I do know that we were both silent and that at last, with a quick breath, she reached out and thumped on the floor with a cane that stood beside the bed until a girl came running up from below stairs.
"Get the shawl, Fanny, dear," said Miss Emily, "and wrap it up for Miss Blakiston."
I wanted desperately, while the girl left the room to obey, to say something helpful, something reassuring. But I could not. My voice failed me. And Miss Emily did not give me another opportunity. She thanked me rather formally for the flowers I had brought from her garden, and let me go at last with the parcel under my arm, without further reference to it. The situation was incredible.

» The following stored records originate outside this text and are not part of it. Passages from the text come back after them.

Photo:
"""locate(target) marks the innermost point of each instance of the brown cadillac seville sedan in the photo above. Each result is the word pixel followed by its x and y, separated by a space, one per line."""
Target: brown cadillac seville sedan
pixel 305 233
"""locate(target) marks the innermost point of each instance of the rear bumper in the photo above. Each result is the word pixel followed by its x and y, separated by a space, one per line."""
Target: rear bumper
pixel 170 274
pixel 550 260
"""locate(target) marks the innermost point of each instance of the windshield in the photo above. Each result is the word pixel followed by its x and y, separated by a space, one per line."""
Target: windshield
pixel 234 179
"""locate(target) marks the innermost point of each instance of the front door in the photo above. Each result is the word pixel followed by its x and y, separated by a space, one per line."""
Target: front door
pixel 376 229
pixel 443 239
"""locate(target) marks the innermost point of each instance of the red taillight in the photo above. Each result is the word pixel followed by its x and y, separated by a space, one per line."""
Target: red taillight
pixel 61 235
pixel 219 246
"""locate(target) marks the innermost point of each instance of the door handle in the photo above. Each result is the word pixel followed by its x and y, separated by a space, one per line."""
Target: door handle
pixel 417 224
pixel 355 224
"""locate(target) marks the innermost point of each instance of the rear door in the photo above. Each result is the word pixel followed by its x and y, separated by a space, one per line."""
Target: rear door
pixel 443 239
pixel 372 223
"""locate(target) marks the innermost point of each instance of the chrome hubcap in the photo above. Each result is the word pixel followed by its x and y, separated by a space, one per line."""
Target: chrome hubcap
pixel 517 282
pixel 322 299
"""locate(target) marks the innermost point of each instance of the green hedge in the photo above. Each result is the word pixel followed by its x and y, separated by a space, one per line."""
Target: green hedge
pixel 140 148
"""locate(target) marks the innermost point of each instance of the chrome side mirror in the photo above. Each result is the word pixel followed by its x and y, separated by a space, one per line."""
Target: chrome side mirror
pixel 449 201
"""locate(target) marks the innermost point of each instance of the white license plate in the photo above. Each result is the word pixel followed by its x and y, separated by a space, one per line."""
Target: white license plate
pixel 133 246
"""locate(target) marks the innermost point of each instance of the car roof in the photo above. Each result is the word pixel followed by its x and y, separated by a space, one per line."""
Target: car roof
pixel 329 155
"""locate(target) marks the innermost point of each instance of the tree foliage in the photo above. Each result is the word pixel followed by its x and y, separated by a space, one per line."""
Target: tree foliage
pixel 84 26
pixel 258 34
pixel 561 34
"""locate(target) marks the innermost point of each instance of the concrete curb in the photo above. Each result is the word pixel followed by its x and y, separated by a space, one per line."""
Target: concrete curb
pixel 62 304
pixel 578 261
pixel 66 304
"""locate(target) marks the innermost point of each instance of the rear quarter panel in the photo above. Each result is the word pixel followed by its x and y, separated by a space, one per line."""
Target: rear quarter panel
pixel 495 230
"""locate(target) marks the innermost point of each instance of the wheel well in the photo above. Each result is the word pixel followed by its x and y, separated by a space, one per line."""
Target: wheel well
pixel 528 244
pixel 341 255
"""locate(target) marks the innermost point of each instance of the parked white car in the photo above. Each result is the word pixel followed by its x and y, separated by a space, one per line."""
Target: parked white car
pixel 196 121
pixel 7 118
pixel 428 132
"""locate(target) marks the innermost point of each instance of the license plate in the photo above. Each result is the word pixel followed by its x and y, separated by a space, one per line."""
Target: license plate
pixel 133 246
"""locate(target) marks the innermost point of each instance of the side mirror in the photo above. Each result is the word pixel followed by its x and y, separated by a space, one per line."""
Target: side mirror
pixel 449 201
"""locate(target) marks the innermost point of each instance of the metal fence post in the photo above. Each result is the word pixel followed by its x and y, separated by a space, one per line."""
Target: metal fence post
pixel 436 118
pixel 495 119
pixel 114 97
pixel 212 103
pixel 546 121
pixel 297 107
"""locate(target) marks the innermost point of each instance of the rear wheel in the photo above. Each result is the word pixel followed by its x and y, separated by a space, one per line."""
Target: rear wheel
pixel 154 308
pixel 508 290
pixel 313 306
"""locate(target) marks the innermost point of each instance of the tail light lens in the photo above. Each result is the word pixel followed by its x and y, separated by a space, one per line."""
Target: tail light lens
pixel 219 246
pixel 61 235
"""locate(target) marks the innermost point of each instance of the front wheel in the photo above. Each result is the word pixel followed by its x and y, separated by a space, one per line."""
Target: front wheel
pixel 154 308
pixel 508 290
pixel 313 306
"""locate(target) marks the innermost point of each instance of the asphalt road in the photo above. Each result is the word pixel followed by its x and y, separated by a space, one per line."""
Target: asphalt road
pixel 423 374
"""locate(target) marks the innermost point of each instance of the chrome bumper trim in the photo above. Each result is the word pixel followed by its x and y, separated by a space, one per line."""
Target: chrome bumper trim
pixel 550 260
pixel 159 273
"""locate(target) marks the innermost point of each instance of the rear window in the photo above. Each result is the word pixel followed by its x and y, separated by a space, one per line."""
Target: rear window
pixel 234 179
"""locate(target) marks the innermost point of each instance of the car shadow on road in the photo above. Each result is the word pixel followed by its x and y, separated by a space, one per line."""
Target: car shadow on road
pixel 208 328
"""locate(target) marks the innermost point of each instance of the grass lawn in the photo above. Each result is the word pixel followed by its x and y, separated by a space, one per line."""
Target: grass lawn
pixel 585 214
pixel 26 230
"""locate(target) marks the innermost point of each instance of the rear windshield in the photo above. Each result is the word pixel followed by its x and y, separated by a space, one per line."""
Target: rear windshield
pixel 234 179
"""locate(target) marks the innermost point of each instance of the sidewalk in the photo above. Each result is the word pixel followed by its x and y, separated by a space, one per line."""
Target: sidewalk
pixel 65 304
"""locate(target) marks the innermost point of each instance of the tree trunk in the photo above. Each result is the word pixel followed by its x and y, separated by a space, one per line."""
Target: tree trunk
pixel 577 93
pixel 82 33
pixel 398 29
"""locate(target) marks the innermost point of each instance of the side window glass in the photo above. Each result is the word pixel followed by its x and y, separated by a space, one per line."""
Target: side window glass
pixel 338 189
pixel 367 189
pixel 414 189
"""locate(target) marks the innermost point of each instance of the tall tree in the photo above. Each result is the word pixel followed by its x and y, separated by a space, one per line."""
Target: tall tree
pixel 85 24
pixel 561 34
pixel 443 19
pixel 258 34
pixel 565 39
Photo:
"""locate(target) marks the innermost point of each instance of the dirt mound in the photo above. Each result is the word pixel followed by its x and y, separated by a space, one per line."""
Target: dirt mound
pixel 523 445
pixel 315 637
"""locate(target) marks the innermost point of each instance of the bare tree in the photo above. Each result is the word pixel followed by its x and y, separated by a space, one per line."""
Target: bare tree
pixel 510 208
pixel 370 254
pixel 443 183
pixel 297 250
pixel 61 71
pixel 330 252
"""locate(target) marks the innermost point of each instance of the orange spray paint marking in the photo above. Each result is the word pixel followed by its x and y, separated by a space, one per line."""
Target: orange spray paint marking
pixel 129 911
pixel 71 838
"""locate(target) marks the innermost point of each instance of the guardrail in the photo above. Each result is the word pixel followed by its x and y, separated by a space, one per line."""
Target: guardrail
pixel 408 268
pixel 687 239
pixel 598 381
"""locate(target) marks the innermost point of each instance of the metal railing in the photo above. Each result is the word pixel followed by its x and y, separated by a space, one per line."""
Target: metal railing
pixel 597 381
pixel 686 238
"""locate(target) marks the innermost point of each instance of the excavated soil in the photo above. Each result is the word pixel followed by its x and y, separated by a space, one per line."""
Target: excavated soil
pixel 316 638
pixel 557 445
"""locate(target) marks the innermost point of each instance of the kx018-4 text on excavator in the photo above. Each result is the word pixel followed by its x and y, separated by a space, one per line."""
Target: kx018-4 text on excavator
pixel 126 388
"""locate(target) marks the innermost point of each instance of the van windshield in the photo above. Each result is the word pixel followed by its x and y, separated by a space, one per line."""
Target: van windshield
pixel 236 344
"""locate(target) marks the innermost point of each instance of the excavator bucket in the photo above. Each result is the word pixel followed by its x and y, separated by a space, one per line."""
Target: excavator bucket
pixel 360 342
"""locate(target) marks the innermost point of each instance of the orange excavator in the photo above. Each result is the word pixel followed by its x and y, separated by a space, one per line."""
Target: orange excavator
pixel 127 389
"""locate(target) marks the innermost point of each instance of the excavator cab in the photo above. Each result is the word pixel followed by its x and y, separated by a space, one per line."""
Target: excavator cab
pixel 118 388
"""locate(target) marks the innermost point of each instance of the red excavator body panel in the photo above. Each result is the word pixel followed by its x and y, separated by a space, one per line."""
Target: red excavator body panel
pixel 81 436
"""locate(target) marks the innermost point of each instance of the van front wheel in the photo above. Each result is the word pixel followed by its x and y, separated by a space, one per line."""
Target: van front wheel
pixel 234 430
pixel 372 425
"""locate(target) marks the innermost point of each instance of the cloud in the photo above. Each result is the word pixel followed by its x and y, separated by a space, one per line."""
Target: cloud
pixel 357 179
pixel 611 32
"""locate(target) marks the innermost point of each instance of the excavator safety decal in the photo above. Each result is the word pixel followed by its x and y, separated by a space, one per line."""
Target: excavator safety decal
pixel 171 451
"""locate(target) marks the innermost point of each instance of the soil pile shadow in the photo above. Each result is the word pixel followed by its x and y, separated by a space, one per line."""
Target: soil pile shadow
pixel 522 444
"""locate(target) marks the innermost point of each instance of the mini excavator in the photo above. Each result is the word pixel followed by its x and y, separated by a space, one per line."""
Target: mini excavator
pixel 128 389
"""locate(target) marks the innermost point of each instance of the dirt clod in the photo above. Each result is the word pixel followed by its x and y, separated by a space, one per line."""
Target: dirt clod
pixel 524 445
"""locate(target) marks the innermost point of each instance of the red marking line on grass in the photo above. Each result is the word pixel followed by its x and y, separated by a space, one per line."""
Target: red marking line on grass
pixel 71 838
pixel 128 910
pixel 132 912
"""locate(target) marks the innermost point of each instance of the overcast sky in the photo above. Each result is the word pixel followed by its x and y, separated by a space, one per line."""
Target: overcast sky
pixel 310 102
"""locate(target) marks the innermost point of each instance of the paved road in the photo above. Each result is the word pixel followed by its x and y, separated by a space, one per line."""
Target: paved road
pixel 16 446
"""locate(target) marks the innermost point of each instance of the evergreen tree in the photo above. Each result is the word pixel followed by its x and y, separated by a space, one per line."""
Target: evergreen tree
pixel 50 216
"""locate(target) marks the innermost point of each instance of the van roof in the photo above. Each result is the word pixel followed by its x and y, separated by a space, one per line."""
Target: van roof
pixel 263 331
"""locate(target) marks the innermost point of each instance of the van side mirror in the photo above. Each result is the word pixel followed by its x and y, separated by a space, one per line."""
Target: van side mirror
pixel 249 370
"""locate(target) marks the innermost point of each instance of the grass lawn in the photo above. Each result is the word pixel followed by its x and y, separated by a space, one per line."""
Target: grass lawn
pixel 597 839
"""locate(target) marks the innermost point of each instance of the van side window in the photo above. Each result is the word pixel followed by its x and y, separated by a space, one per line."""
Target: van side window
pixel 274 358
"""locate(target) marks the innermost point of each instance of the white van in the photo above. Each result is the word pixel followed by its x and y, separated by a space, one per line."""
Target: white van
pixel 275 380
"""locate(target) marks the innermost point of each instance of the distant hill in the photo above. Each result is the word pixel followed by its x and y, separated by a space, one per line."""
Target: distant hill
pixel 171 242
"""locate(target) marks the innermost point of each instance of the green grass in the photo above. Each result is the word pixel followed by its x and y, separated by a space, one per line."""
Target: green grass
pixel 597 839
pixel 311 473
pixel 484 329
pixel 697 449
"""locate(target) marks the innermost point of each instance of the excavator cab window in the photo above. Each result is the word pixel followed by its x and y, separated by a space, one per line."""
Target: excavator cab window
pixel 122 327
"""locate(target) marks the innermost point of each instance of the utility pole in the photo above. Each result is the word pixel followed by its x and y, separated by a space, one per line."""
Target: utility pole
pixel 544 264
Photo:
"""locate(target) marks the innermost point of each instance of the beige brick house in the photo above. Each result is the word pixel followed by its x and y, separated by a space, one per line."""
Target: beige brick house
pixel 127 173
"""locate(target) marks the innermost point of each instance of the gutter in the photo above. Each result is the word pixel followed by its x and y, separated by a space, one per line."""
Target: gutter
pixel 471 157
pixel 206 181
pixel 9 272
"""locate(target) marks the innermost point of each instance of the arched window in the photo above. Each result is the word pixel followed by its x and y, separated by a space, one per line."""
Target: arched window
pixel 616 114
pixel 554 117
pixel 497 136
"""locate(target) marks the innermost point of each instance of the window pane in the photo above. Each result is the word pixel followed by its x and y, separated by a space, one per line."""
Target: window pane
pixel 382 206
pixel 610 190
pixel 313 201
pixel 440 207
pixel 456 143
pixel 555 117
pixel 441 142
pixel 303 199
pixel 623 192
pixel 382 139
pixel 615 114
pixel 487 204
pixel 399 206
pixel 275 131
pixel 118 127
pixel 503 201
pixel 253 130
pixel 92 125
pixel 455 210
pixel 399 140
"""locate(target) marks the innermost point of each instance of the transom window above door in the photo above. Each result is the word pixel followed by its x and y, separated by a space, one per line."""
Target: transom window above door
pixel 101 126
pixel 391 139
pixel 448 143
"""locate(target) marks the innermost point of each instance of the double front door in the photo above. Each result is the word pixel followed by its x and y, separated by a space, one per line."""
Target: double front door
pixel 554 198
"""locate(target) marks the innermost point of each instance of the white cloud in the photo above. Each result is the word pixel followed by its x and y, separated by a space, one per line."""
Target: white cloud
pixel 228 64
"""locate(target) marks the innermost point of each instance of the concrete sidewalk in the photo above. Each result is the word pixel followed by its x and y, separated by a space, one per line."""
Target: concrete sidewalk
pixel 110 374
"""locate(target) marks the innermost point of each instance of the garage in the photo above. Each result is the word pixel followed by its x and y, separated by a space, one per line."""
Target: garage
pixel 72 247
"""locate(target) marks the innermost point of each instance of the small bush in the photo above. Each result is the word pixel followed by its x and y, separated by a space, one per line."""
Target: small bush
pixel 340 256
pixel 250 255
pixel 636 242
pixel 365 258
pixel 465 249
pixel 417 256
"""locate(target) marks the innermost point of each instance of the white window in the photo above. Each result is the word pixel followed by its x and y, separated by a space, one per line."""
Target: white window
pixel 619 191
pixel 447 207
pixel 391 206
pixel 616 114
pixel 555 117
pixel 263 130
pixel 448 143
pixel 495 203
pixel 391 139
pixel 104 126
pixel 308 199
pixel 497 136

Somehow I had the feeling that Miss Emily would never reopen the subject again. She had given me my chance, at who knows what cost, and I had not taken it. There had been something in her good-by--I can not find words for it, but it was perhaps a finality, an effect of a closed door--that I felt without being able to analyze.
I walked back to the house, refusing the offices of Mr. Staley, who met me on the road. I needed to think. But thinking took me nowhere. Only one conclusion stood out as a result of a mile and a half of mental struggle. Something must be done. Miss Emily ought to be helped. She was under a strain that was killing her.
But to help I should know the facts. Only, were there any facts to know? Suppose--just by way of argument, for I did not believe it-- that the confession was true; how could I find out anything about it? Five years was a long time. I could not go to the neighbors. They were none too friendly as it was. Besides, the secret, if there was one, was not mine, but was Miss Emily's.
I reached home at last, and smuggled the shawl into the house. I had no intention of explaining its return to Maggie. Yet, small as it was in its way, it offered a problem at once. For Maggie has a penetrating eye and an inquiring nature. I finally decided to take the bull by the horns and hang it in its accustomed place in the hall, where Maggie, finding it at nine o'clock that evening, set up such a series of shrieks and exclamations as surpassed even her own record.